Но вот они снова зашагали по тоннелю, часть которого была освещена улицей. Затем на короткое время наступила полная темнота, но не успел Тарази опомниться, как снова ступил на освещенную часть тоннеля.
Тщетно пытался понять он, откуда идет свет, - ни окна, ни люка, только глухие мраморные стены. И когда Тарази уже махнул рукой, утомившись от напряжения, неожиданно разгадал всю хитрость. Плиты наверху были сложены лесенкой так, чтобы верхняя освещала нижнюю, а нижняя - следующую, но с таким искусством, чтобы рассеянный взгляд не мог этого заметить и чтобы у идущего создалось впечатление, что тоннель больше не связан с улицами, а может вывести неизвестно куда.
"Значит, близко дворец", - подумал Тарази и засуетился, увидев, что снова выпустил провожатого из вида.
Тарази бросился вперед и совсем неожиданно выбежал к маленькой рощице, хотя и не удивился, увидев деревья и зелень после мрака тоннеля, ибо внутренне был уже готов ко всяким неожиданностям. Зато увидел он сквозь деревья продолжение тоннеля и подумал, пробираясь через кустарник, что, видно, в этом месте тоннель обвалился и пустое пространство успело зарасти колючими кустами. Он забежал в тоннель, чтобы продолжить путь, но столкнулся с проводником, который стоял в нише и делал вид, что стряхивает с себя пыль.
- Мы пришли, - сказал проводник, потупив взор. - Ступайте по рощице и выйдете к дворцу. Я вас подожду...
- Я недолго, - как бы оправдываясь, сказал наш путешественник, почему-то с опаской поглядывая на деревья.
Он потянул за собой лошадь, но вспомнил и остановился.
- Простите, - сказал Тарази проводнику, сидевшему в нише с расслабленным видом, отдыхая. - Я хотел спросить, но вы все время убегали вперед... Ваш эмир не потребует кары за лицезрение? На него можно смотреть безбоязненно, открыто или это надо делать тайно?
Вместо ответа проводник вдруг вскочил и спрыгнул со своей ниши и прислушался, напрягая лицо.

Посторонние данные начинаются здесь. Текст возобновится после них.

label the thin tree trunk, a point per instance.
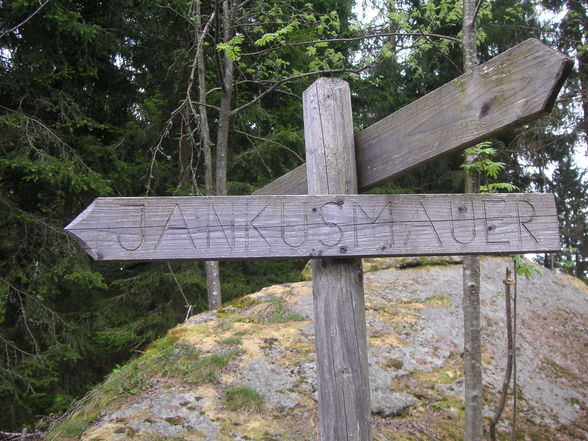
(225, 104)
(211, 267)
(471, 273)
(508, 282)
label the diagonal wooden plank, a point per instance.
(513, 88)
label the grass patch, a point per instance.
(280, 313)
(243, 398)
(232, 341)
(165, 358)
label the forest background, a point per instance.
(183, 97)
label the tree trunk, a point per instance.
(471, 273)
(211, 267)
(225, 104)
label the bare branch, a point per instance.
(271, 141)
(351, 39)
(41, 6)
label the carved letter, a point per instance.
(291, 245)
(523, 224)
(463, 209)
(178, 224)
(331, 224)
(142, 206)
(212, 210)
(390, 222)
(250, 224)
(492, 227)
(422, 223)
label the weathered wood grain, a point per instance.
(258, 227)
(513, 88)
(339, 310)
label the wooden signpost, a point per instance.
(267, 227)
(331, 220)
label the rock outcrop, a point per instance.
(248, 370)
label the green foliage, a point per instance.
(484, 165)
(525, 267)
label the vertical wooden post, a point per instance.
(340, 328)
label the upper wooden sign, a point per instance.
(247, 227)
(515, 87)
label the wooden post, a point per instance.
(340, 328)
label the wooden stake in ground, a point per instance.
(340, 329)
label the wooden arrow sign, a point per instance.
(515, 87)
(266, 227)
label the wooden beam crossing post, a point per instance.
(339, 310)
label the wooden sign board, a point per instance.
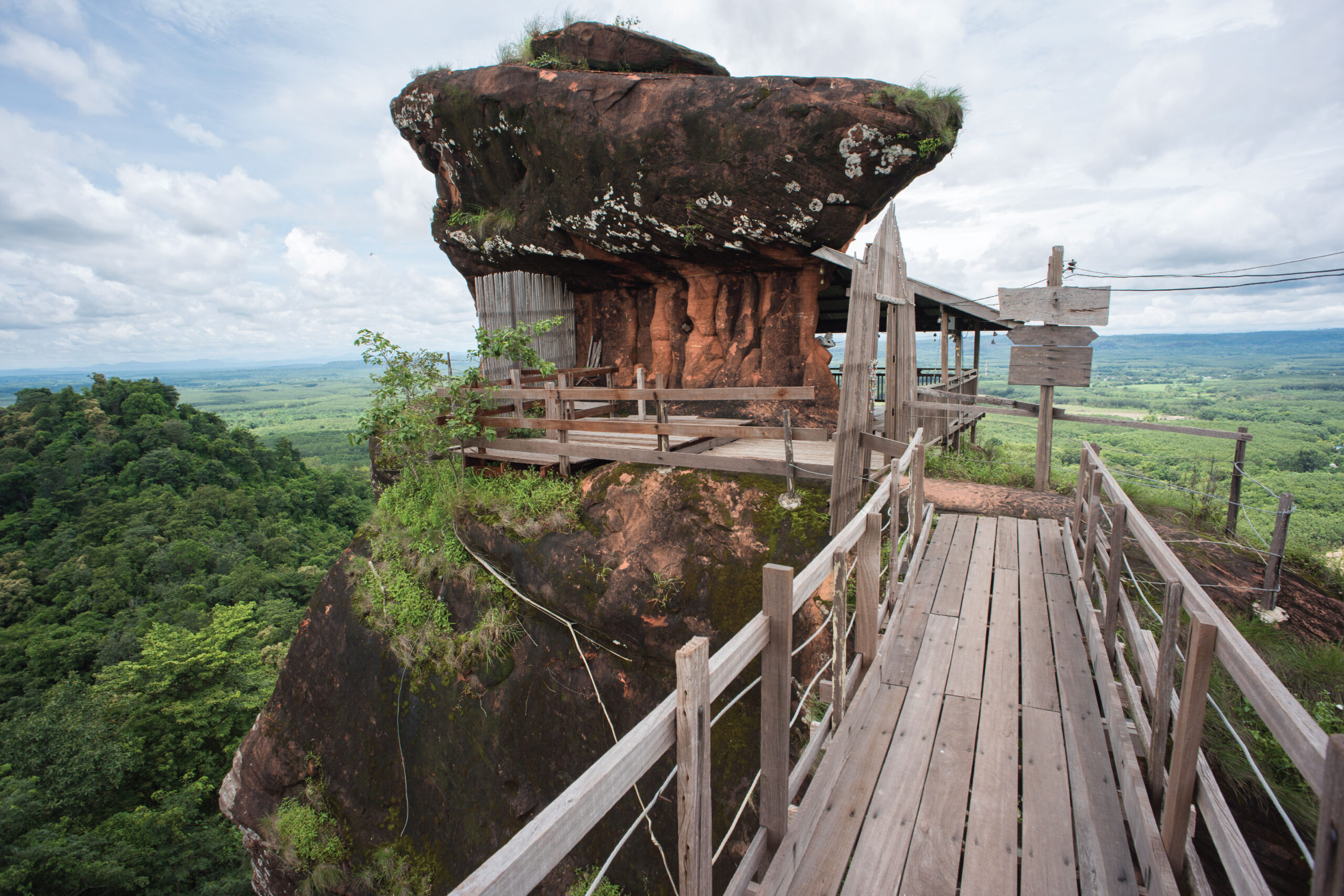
(1057, 304)
(1052, 335)
(1050, 366)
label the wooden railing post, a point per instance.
(1081, 491)
(917, 492)
(839, 629)
(1190, 727)
(1234, 492)
(1119, 515)
(562, 381)
(1093, 522)
(639, 383)
(1328, 878)
(515, 378)
(695, 839)
(869, 567)
(776, 675)
(1163, 690)
(1276, 549)
(664, 441)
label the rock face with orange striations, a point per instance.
(680, 208)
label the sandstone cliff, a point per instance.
(682, 208)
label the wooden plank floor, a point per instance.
(984, 767)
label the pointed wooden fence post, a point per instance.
(695, 839)
(776, 676)
(1276, 549)
(1190, 727)
(1234, 492)
(839, 635)
(1163, 690)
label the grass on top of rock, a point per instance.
(413, 542)
(941, 111)
(521, 49)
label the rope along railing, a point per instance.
(1105, 570)
(683, 721)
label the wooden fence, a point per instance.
(682, 721)
(1158, 710)
(518, 297)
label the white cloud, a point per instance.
(194, 132)
(405, 195)
(96, 85)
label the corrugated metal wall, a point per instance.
(518, 297)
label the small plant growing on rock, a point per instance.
(307, 836)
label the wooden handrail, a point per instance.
(530, 855)
(604, 394)
(1300, 736)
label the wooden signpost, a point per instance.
(1057, 354)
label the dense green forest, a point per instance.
(154, 567)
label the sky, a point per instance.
(201, 179)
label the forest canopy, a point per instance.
(154, 567)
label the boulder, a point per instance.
(612, 49)
(682, 210)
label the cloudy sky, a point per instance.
(187, 179)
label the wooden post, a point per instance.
(562, 381)
(917, 492)
(1276, 549)
(776, 693)
(551, 407)
(839, 629)
(1081, 491)
(1045, 417)
(1163, 691)
(1190, 726)
(639, 383)
(1328, 878)
(1119, 513)
(869, 568)
(944, 344)
(515, 379)
(790, 500)
(695, 839)
(1234, 492)
(664, 441)
(1093, 522)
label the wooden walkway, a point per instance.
(982, 765)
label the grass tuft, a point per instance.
(941, 111)
(521, 49)
(484, 222)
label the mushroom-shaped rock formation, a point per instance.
(680, 208)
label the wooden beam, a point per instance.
(1162, 691)
(836, 257)
(1328, 876)
(1052, 335)
(649, 428)
(1069, 305)
(1190, 727)
(776, 666)
(603, 394)
(694, 806)
(867, 581)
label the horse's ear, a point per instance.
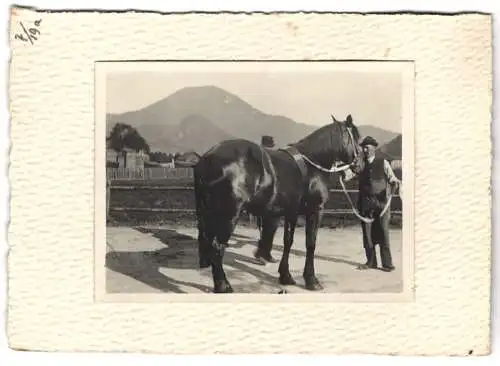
(349, 120)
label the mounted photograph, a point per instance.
(289, 179)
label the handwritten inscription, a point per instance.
(30, 33)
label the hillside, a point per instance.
(379, 134)
(394, 148)
(224, 110)
(196, 118)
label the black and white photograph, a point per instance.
(255, 178)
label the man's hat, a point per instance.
(368, 140)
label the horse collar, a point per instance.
(299, 159)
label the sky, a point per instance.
(372, 98)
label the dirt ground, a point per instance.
(164, 259)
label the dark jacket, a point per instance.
(373, 188)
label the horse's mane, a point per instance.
(325, 140)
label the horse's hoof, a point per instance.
(312, 284)
(204, 264)
(363, 267)
(223, 288)
(287, 280)
(262, 259)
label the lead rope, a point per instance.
(362, 218)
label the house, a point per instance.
(187, 159)
(126, 158)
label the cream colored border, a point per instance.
(51, 303)
(407, 72)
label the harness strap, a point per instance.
(298, 157)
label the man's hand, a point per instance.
(396, 187)
(347, 174)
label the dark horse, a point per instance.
(238, 175)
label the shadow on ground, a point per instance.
(181, 253)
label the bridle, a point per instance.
(336, 168)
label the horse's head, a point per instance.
(349, 151)
(336, 142)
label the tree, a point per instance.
(125, 136)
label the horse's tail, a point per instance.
(201, 196)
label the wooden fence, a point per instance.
(149, 174)
(152, 187)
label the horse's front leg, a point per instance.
(221, 284)
(312, 225)
(284, 270)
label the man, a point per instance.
(376, 181)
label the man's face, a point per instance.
(369, 151)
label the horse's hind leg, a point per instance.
(224, 225)
(263, 253)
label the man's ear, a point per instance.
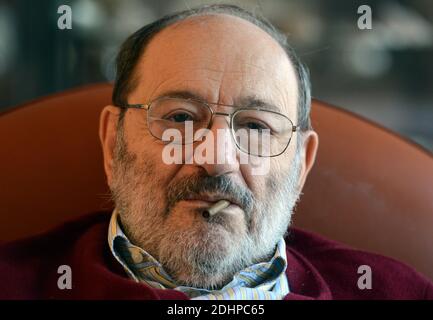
(309, 149)
(107, 135)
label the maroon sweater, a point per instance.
(317, 268)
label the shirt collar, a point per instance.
(143, 267)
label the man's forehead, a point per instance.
(210, 48)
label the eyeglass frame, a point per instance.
(147, 107)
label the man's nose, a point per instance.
(223, 148)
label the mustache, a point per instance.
(200, 184)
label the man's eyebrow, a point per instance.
(255, 102)
(245, 102)
(182, 94)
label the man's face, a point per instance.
(223, 59)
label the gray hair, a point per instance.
(133, 47)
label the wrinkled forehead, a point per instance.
(218, 56)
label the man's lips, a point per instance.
(213, 199)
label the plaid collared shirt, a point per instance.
(261, 281)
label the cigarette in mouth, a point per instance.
(220, 205)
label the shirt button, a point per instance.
(136, 255)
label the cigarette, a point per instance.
(220, 205)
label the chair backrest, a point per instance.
(369, 188)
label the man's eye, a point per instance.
(179, 117)
(255, 126)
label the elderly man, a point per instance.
(206, 149)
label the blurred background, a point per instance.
(384, 74)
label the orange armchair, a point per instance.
(369, 188)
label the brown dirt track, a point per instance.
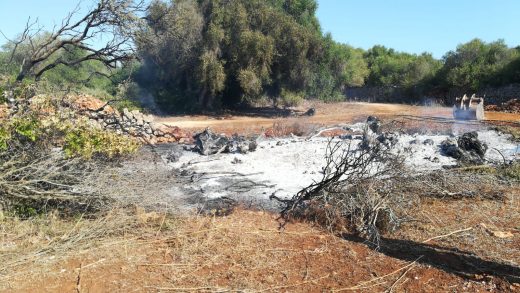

- Т-с-с-с! - приложил он палец к губам и смотрел в глубину тоннеля, словно боялся, что может быть пойман кем-то и уличен.
Не желая терять времени даром, Тарази пошел по рощице, думая о том, что он скажет, если за обозрение Денгиз-хана придется платить.

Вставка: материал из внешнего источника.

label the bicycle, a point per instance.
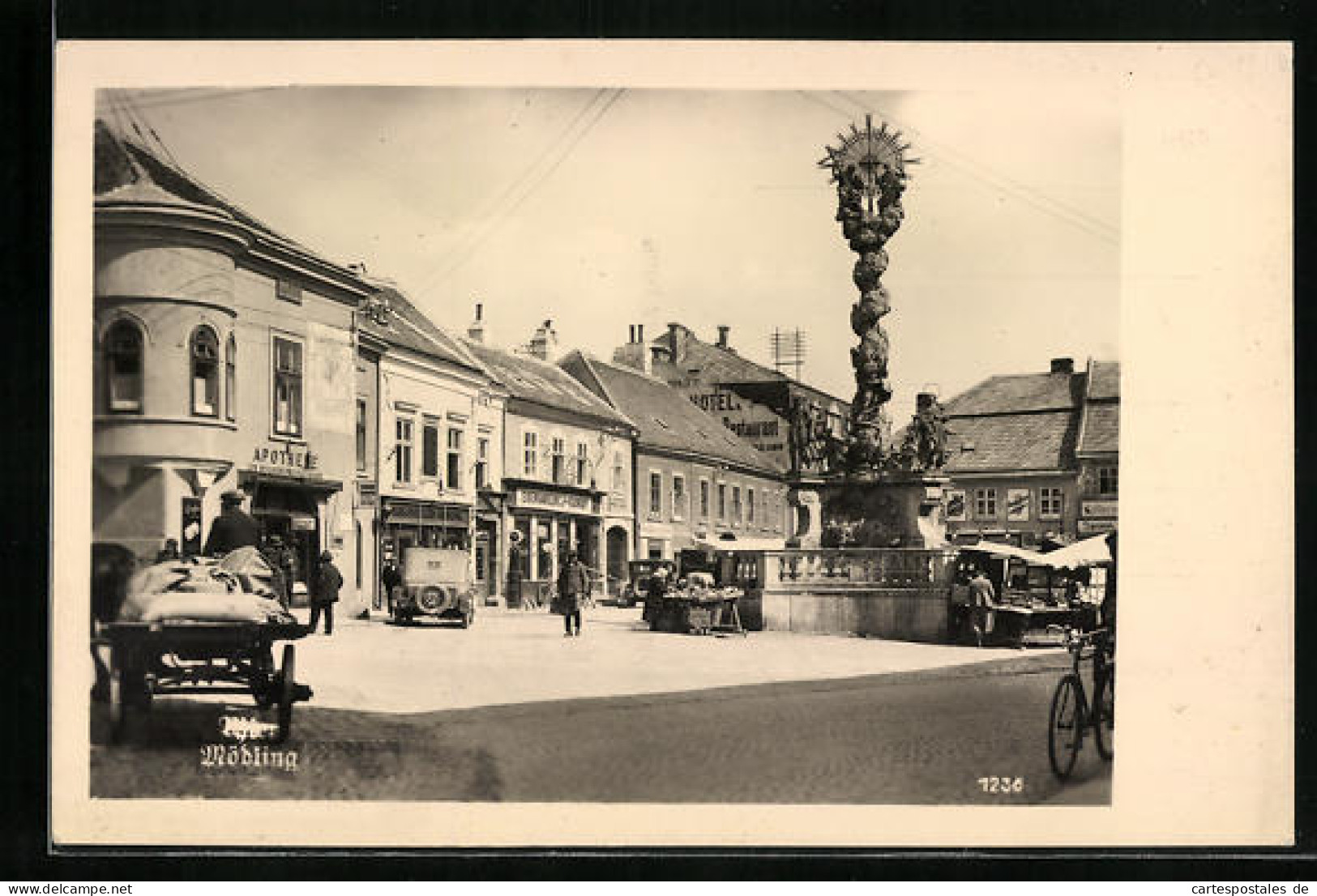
(1071, 715)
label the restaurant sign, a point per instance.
(554, 500)
(286, 459)
(1099, 510)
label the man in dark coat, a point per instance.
(573, 586)
(233, 528)
(324, 592)
(981, 598)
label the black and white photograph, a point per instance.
(609, 444)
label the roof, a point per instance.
(130, 173)
(1101, 430)
(664, 417)
(408, 328)
(1028, 441)
(539, 382)
(1018, 392)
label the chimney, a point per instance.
(544, 343)
(476, 332)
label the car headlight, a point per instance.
(431, 598)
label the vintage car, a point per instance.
(436, 583)
(640, 573)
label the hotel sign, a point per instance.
(1099, 510)
(286, 459)
(554, 500)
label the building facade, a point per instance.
(697, 484)
(567, 472)
(1033, 457)
(224, 358)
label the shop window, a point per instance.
(231, 379)
(1106, 480)
(583, 465)
(430, 450)
(1050, 503)
(531, 454)
(206, 373)
(455, 459)
(482, 463)
(558, 461)
(404, 434)
(288, 387)
(124, 366)
(361, 434)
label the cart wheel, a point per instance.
(286, 689)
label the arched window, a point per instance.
(231, 379)
(124, 366)
(204, 358)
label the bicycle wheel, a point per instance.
(1064, 727)
(1104, 715)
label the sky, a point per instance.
(602, 208)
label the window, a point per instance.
(1106, 480)
(231, 379)
(530, 454)
(288, 387)
(583, 463)
(430, 450)
(206, 373)
(558, 461)
(1050, 503)
(455, 458)
(124, 366)
(361, 434)
(482, 463)
(402, 449)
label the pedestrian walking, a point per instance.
(391, 578)
(233, 528)
(573, 584)
(981, 598)
(324, 592)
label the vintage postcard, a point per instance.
(588, 444)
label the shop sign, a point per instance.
(554, 500)
(1091, 510)
(1017, 504)
(289, 459)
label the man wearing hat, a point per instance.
(233, 528)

"Я надеюсь, что эмир простит любопытство ученого, гостя из знатного рода..." И так далее...
III
Рощица, сквозь которую осторожно пробирался Тарази, казалась редкой. Вернее, это был парк - кусты вдоль тропинки аккуратно подрезаны, земля вокруг каждого дерева взрыхлена, а сама тропинка посыпана голубым гравием.
Кое-где, направленные в самые противоположные стороны, стояли указатели со стрелками. И когда Тарази пошел по направлению одной из них, самой длинной, то наткнулся на забор, к которому была прислонена деревянная тачка с большим колесом.

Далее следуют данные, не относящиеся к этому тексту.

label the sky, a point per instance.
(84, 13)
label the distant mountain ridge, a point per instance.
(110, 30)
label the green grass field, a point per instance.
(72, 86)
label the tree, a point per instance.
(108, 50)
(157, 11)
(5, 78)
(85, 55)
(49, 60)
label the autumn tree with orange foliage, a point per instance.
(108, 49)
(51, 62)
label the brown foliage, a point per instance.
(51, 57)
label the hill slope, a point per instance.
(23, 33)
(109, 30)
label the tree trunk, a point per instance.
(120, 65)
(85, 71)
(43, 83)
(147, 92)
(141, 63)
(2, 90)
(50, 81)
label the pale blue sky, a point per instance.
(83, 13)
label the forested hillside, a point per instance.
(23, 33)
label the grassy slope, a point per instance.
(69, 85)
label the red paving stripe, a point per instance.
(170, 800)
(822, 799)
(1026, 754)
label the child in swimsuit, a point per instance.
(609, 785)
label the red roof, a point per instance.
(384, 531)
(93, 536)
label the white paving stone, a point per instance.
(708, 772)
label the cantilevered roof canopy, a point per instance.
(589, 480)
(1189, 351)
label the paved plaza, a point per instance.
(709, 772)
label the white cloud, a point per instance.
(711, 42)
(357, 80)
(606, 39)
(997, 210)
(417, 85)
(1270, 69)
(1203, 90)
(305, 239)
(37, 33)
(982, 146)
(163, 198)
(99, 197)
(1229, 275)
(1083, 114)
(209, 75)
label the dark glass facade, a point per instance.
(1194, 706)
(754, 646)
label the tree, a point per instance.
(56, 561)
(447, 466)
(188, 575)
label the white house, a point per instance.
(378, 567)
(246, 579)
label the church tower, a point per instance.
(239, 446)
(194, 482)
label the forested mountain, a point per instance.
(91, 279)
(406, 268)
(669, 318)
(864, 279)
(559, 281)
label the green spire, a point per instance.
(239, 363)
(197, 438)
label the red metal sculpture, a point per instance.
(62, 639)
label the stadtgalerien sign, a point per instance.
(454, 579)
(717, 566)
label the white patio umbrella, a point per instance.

"Видимо, эти стрелки указывают рабочим, где лежат их инструменты", подумал наш путешественник и решил просто идти по тропинке наугад, не обращая внимания на указатели.
Рощица была сплошь из шелковицы, и на тропинку падали синие, вперемешку с белыми, ягоды. Тишина - ни гомона птиц, ни шума листвы. И даже ягоды падали беззвучно, словно были ватные. Поразительно.
Было такое время после полудня, когда человеку трудно с точностью сказать, какой теперь час. Тарази взглянул на солнце, которое стояло как бы застрявши в кроне дерева, и вычислил, что сейчас где-то около четырех часов.
Смутное беспокойство охватило его, и Тарази прибавил шаг. И хотя шел он уже довольно долго, рощица все не кончалась.
Сначала она поднималась вверх, когда Тарази вышел из тоннеля, а потом незаметно разрослась в огромный парк, где множество указателей опять показывали в разные стороны. На одном столбе были прикреплены сразу четыре стрелки, и во всей этой путанице мог разобраться только человек сведущий, чужака, вроде Тарази, все это должно было окончательно запутать.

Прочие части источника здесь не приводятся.